The mitigation section maps practical controls to the Cyber Security Readiness Goals: implement phishing-resistant MFA, secure administrator workstations, change default passwords, limit internet exposure of OT, apply timely patching or compensating controls, segment IT/OT, enforce vendor requirements, provide training, maintain inventories, test backups and drill incident response plans.

Context and relevance

Clean water is critical infrastructure: disruptions affect public health, emergency services and the economy. The report is timely because water systems are increasingly connected but often managed by organisations with limited cyber resources, making them attractive targets. The assessment aligns with broader trends seen across critical infrastructure: increased ransomware sophistication, supply-chain compromises, and state actors seeking strategic access.

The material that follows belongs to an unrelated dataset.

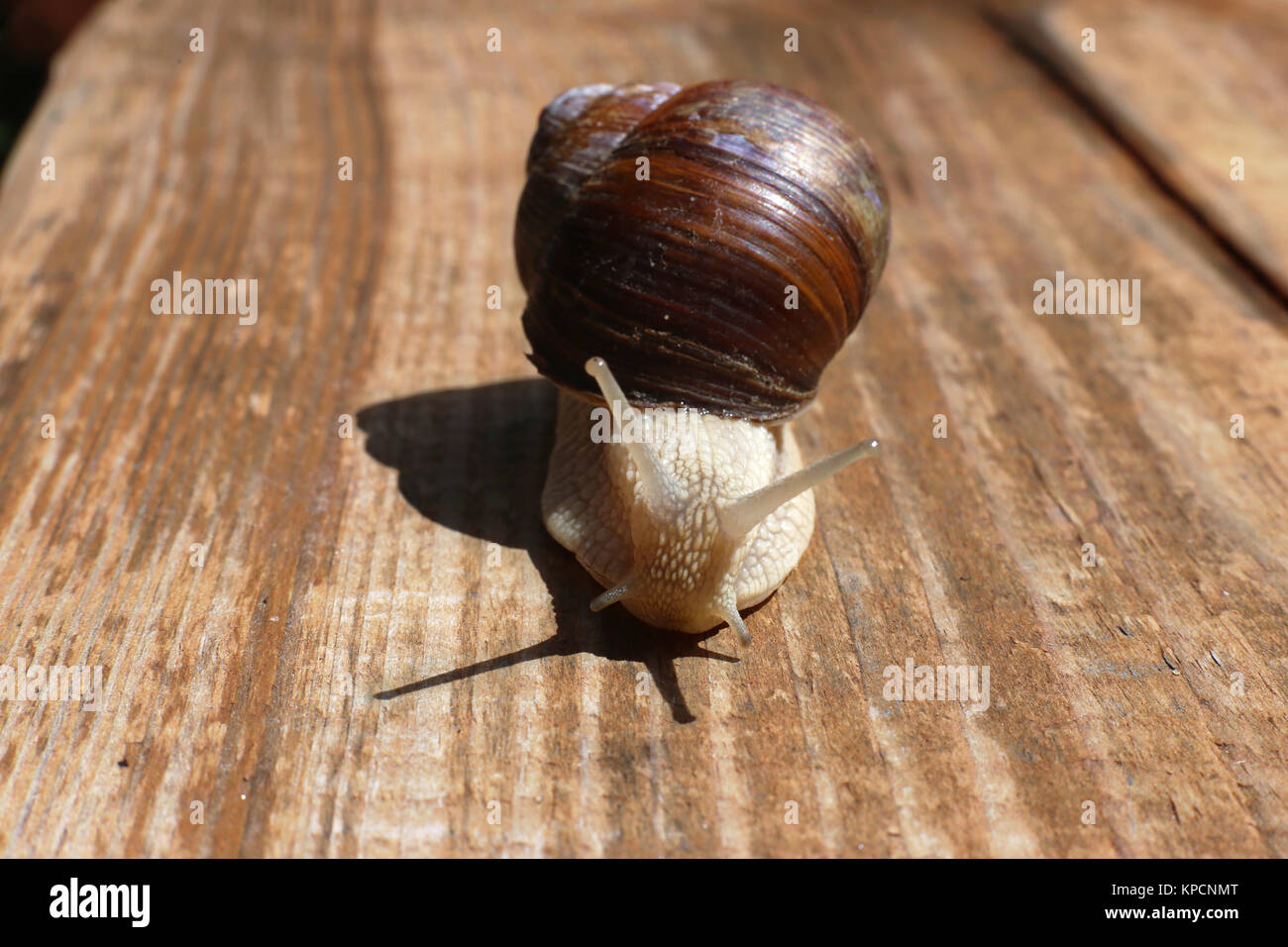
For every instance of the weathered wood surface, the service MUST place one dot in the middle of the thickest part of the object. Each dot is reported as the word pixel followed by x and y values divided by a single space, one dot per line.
pixel 382 639
pixel 1199 90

For municipal leaders, utility managers and cyber teams, this is a practical briefing that links threat analysis to specific, actionable mitigations. It also signposts further guidance and tools from the Cyber Centre for organisations that need technical detail or support.

Why should I read this?

Short version: if you run, provision, regulate or simply rely on water services in Canada, read this. It cuts through the jargon, flags actual risks (ransomware, exposed OT, vendor weak points) and gives concrete steps you can start using now to reduce the chance of downtime, pollution or costly recovery. We did the heavy reading so you can act faster.

Author style

Punchy — this is not academic fluff. The assessment is urgent and practical: leaders should treat it as a checklist for governance, investment and emergency planning.